You shouldn't need a generator, just a deep cycle battery, a small inverter, an a way to charge/recharge the battery. You'd want them at home if the power goes out anyway. If you use lower pressures you might even be able to run directly off the battery.

That may be the way to go actually. Where would I get an inverter?
 
working on my BMI, way too high, but diagnosed with SEVERE apnea, clocked at 90 episodes per hour. no way to get a good night sleep 45 seconds at a time. was waking up several times a night and it would take forever to get back to sleep. I would start to nod off and the first snore would wake me up.

have been a very loud snorer even when I was thinner. when I was in the navy, got complaints from my shipmates I was louder than the engines (GE LM2500 jet turbines) and aux machinery.

my CPAP - literally and without hyperbole - saved my life. got down to 1 episode per hour and usually have nights where I don't remember waking up at all.

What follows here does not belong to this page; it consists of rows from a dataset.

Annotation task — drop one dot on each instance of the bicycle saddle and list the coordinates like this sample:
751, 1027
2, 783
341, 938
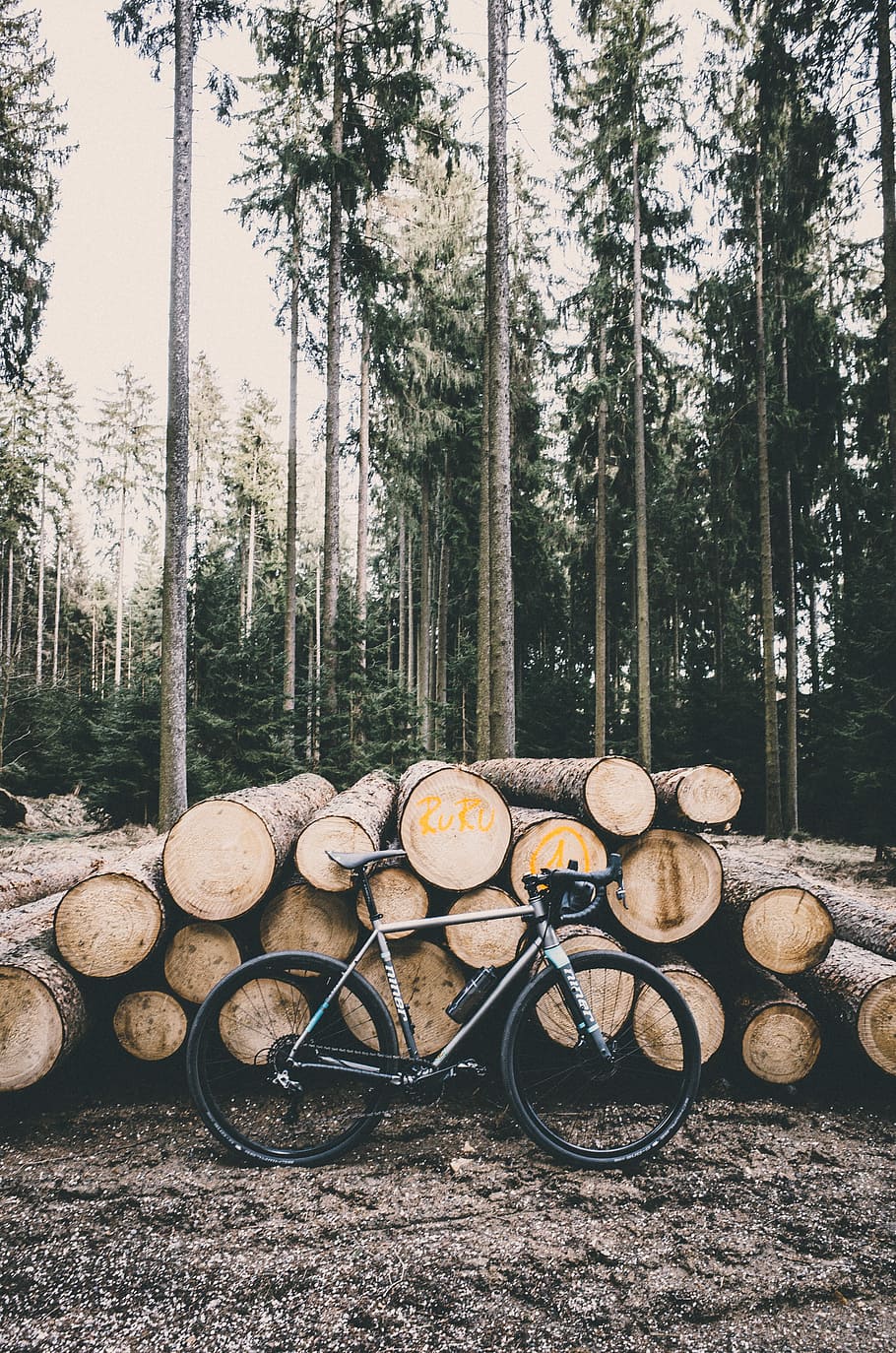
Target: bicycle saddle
354, 862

had no problem getting used to the machine
 
You shouldn't need a generator, just a deep cycle battery, a small inverter, an a way to charge/recharge the battery. You'd want them at home if the power goes out anyway. If you use lower pressures you might even be able to run directly off the battery.

I have one patient who is homeless and lives out of his van, and this is exactly what he does.

The newer devices draw about 80W. I know this because the inverters that come with the devices have a big "80 W" stamped on them.
 
So what do you all do when you have a sinus cold? I have my first one since I got my machine. I can barely breath out one nostril with the thing off. I'm not sure I can get a decent nights sleep without it on.

I guess I'm going to be a mouth breathing super snorer tonight.